Zudem hat Instagram seinen Algorithmus so optimiert, dass den Nutzern Videos vorgeschlagen werden, die ihren Interessen oder bisher geklickten Inhalten entsprechen. Wer sich also oft junge Mädchen oder Frauen im Bikini anschaut, bekommt ähnliche Videos vorgeschlagen. Ein unendlicher Strom - der so lange anhält, bis man aktiv nach anderen Inhalten sucht oder diese Empfehlungsalgorithmen "signifikant" geändert werden. Das wollen Meta aber nicht, haben aktuelle und ehemalige Instagram-Mitarbeiter dem WSJ gesagt. Um keine Nutzer zu verlieren, wie in dem Bericht erklärt wird.

Technisch sei dies kein Problem, sagt Social-Media-Professor Jürgen Pfeffer. "Haben Sie schon mal versucht, auf Youtube die Tore vom letzten Spiel Ihres Lieblings-Bundesligaklubs zu sehen? Wahrscheinlich werden Sie die nicht finden, weil ein starkes Urheberrecht von Medienunternehmen dahintersteht. Da funktioniert es sehr gut, Inhalte, die man nicht sehen soll, auch zu verbergen." Eine bessere Regulierung auf europäischer Ebene könne eine Lösung sein.

Alter der User wird nicht geprüft

Eine weitere Schwachstelle von Instagram ist das Alter der User. Eigentlich darf man sich bei erst ab 13 Jahren anmelden. Tatsächlich sind sehr wahrscheinlich Millionen von Kindern auf der Plattform unterwegs. Denn das Alter wird zwar bei der Anmeldung erfragt, ob die Kinder es richtig angeben, aber nicht überprüft. Einmal angemeldet, können sie sich frei auf der Plattform bewegen. Erst wenn sie selbst Inhalte hochladen, müssen sie ihr Alter verifizieren, sagt Expertin Voggenreiter. Das sei aber schwierig und werde kaum durchgesetzt.
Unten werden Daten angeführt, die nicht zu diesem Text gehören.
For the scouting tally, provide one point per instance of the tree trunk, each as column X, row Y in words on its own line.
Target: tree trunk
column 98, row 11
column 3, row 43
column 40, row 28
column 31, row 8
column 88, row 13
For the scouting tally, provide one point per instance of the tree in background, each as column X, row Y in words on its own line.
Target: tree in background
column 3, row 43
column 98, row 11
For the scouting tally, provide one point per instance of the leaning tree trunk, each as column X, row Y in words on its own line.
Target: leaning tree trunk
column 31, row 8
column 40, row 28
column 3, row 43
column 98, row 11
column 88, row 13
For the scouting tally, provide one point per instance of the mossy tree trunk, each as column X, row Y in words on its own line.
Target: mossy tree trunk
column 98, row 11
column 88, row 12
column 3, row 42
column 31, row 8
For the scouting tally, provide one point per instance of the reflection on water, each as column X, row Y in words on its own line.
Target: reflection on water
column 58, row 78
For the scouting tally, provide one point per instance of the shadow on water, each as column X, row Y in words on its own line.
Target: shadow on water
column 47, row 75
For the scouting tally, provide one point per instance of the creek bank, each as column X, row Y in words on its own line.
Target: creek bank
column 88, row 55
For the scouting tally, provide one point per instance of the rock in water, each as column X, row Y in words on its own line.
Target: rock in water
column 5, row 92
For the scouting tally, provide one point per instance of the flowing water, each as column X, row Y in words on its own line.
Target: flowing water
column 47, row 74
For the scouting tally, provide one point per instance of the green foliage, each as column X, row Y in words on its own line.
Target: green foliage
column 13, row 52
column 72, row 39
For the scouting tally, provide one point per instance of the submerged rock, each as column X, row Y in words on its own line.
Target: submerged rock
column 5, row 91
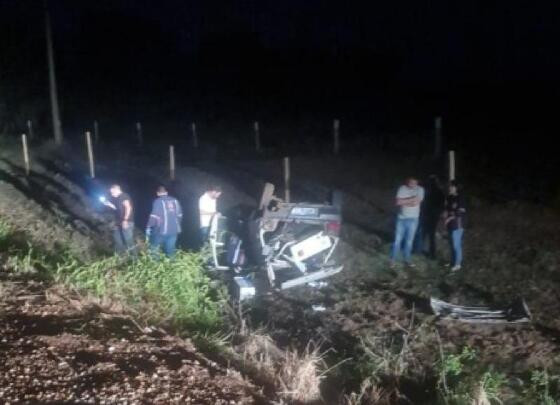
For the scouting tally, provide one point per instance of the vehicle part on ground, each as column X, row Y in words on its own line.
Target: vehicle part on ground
column 244, row 288
column 295, row 243
column 518, row 312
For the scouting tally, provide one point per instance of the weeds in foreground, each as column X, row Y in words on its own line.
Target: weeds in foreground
column 462, row 381
column 543, row 388
column 170, row 291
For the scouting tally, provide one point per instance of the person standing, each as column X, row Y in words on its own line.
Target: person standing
column 164, row 224
column 123, row 228
column 430, row 214
column 455, row 213
column 207, row 206
column 408, row 199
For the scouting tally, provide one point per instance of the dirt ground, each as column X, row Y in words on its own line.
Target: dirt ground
column 54, row 351
column 511, row 251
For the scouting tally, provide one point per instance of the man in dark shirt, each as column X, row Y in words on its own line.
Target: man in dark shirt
column 164, row 224
column 123, row 229
column 455, row 214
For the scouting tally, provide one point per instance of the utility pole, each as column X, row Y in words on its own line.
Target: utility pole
column 57, row 125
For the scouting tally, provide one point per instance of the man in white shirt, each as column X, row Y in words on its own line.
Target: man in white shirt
column 207, row 208
column 409, row 197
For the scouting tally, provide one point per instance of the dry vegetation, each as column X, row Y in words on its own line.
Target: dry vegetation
column 379, row 342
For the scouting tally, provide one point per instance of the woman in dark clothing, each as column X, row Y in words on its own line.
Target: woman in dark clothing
column 455, row 213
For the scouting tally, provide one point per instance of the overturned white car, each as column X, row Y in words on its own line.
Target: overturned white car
column 294, row 243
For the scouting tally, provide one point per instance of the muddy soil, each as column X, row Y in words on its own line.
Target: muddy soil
column 511, row 251
column 55, row 349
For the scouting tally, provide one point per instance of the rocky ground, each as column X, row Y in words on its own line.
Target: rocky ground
column 56, row 350
column 512, row 251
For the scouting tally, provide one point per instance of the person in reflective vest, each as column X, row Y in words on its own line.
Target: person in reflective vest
column 164, row 224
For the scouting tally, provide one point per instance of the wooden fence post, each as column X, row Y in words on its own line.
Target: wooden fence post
column 336, row 136
column 96, row 131
column 437, row 137
column 194, row 136
column 90, row 155
column 257, row 136
column 25, row 154
column 451, row 165
column 171, row 162
column 139, row 133
column 287, row 179
column 30, row 129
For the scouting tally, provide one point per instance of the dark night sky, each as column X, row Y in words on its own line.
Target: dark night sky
column 472, row 59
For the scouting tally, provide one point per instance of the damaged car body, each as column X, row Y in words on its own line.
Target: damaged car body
column 294, row 243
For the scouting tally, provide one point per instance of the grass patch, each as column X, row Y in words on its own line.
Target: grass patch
column 173, row 293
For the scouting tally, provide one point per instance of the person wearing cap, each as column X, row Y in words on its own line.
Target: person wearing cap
column 408, row 200
column 455, row 215
column 164, row 224
column 123, row 227
column 207, row 206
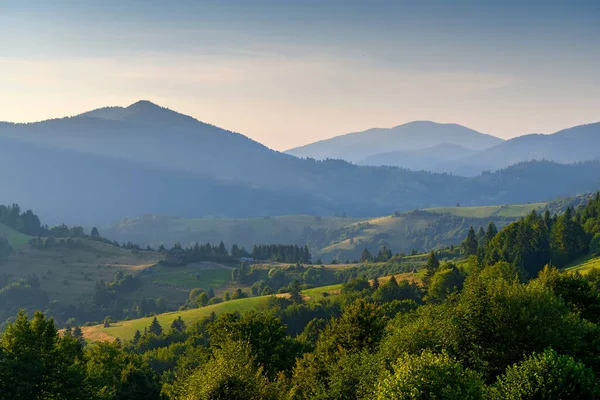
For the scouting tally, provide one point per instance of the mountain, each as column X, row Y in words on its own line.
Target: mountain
column 417, row 135
column 98, row 167
column 147, row 134
column 580, row 143
column 423, row 159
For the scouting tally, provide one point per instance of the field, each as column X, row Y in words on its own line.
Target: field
column 126, row 329
column 16, row 239
column 154, row 230
column 69, row 274
column 584, row 266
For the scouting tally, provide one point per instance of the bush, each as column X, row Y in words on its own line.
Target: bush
column 547, row 375
column 430, row 376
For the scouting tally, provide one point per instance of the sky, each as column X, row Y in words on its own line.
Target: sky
column 288, row 73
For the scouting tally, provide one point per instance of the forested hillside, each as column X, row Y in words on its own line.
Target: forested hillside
column 498, row 324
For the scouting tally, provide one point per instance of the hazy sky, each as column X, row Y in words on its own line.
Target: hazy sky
column 288, row 73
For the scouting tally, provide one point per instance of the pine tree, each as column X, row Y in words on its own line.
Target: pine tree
column 365, row 256
column 480, row 233
column 155, row 327
column 490, row 232
column 375, row 284
column 295, row 295
column 470, row 244
column 137, row 336
column 78, row 334
column 431, row 266
column 178, row 325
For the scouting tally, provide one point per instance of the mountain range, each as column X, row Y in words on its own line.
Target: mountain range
column 115, row 162
column 452, row 148
column 360, row 146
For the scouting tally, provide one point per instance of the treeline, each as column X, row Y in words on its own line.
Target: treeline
column 282, row 253
column 538, row 240
column 377, row 339
column 206, row 252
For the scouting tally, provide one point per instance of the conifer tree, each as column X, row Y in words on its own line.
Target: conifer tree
column 365, row 256
column 470, row 244
column 155, row 327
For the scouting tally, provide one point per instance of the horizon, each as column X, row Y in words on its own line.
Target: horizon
column 287, row 75
column 291, row 148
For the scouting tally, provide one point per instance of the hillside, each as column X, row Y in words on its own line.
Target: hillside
column 288, row 229
column 125, row 330
column 423, row 159
column 16, row 240
column 420, row 229
column 69, row 275
column 331, row 237
column 417, row 135
column 579, row 143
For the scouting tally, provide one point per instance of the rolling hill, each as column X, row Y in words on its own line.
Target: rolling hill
column 420, row 229
column 327, row 237
column 114, row 162
column 358, row 146
column 125, row 330
column 423, row 159
column 580, row 143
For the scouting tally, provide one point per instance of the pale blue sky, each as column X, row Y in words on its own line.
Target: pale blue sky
column 288, row 73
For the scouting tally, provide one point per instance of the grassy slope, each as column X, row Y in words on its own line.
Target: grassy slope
column 69, row 275
column 126, row 329
column 393, row 229
column 584, row 265
column 509, row 211
column 244, row 232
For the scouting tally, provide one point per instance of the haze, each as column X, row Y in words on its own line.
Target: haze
column 287, row 75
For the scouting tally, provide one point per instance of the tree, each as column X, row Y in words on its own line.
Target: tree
column 136, row 337
column 430, row 376
column 202, row 299
column 264, row 334
column 78, row 335
column 365, row 256
column 178, row 324
column 480, row 234
column 375, row 284
column 359, row 328
column 231, row 373
column 155, row 327
column 38, row 363
column 295, row 293
column 490, row 232
column 445, row 281
column 470, row 244
column 384, row 254
column 116, row 375
column 431, row 266
column 595, row 244
column 547, row 375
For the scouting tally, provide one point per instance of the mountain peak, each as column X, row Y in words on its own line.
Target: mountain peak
column 145, row 105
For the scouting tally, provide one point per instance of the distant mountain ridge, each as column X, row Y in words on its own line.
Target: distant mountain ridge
column 422, row 159
column 424, row 145
column 114, row 162
column 417, row 135
column 576, row 144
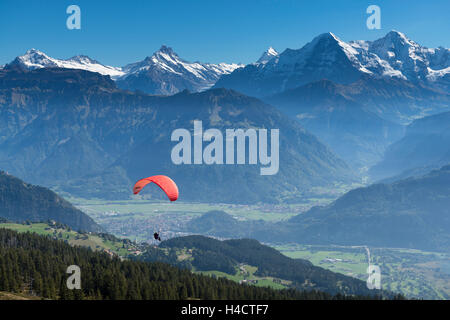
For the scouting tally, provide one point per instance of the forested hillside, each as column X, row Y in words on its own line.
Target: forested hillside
column 37, row 264
column 20, row 202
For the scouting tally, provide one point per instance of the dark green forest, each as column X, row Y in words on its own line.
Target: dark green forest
column 37, row 265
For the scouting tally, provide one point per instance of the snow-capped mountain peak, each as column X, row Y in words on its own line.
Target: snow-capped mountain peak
column 35, row 59
column 164, row 72
column 267, row 55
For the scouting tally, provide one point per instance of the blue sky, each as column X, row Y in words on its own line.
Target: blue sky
column 120, row 32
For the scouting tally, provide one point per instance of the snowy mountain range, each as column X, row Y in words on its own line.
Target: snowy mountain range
column 328, row 57
column 166, row 73
column 35, row 59
column 162, row 73
column 325, row 57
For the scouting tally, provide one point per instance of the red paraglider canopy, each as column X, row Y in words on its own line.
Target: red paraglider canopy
column 164, row 182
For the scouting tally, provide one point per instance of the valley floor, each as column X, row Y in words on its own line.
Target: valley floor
column 415, row 273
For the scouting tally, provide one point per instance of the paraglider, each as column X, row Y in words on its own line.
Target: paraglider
column 165, row 183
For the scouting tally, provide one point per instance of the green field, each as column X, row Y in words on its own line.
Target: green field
column 246, row 274
column 415, row 273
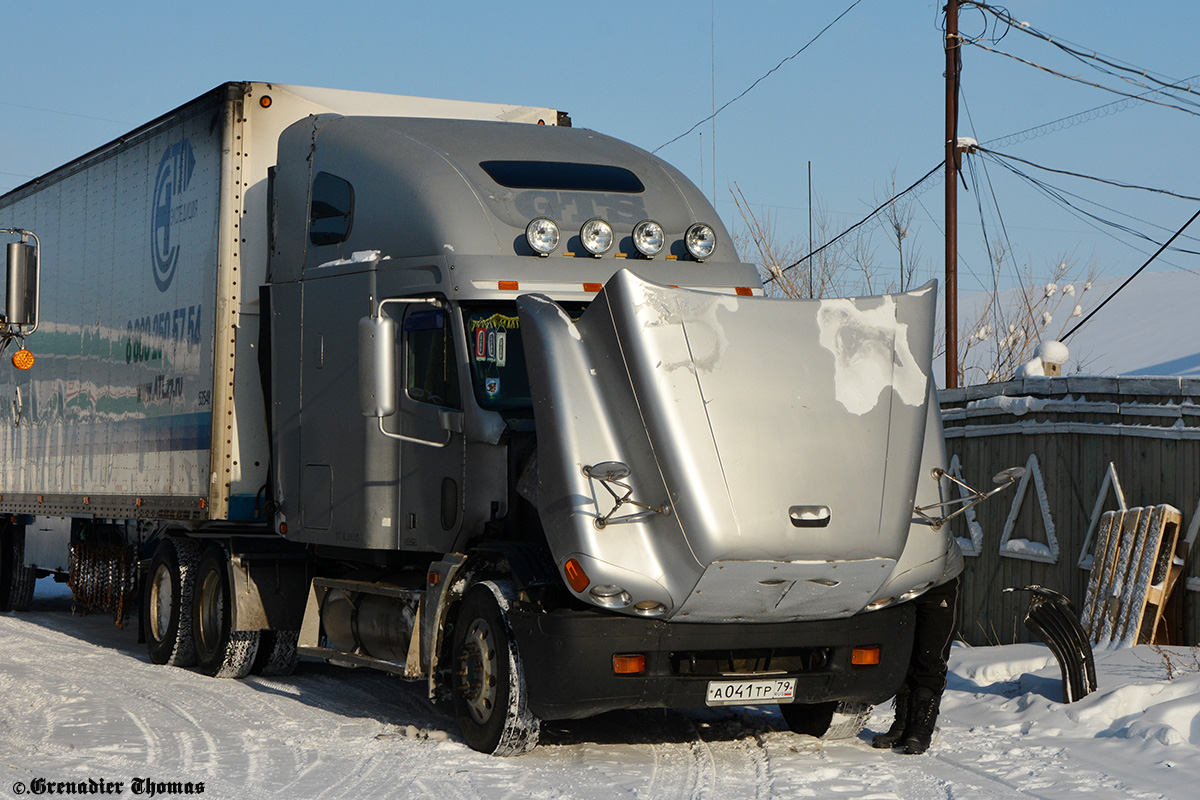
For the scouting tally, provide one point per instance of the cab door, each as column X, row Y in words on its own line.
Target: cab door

Meta soll von diesem Problem seit Jahren wissen, es aber ignoriert haben. Dutzende US-Bundesstaaten haben den Konzern deshalb verklagt. Instagram habe Kinder bewusst auf die Plattform gelockt, steht in der Klageschrift. Und auch persönliche Daten wie ihre Standorte oder E-Mail-Adressen gesammelt. Obwohl die Eltern nicht zugestimmt haben - was eigentlich vorgeschrieben ist.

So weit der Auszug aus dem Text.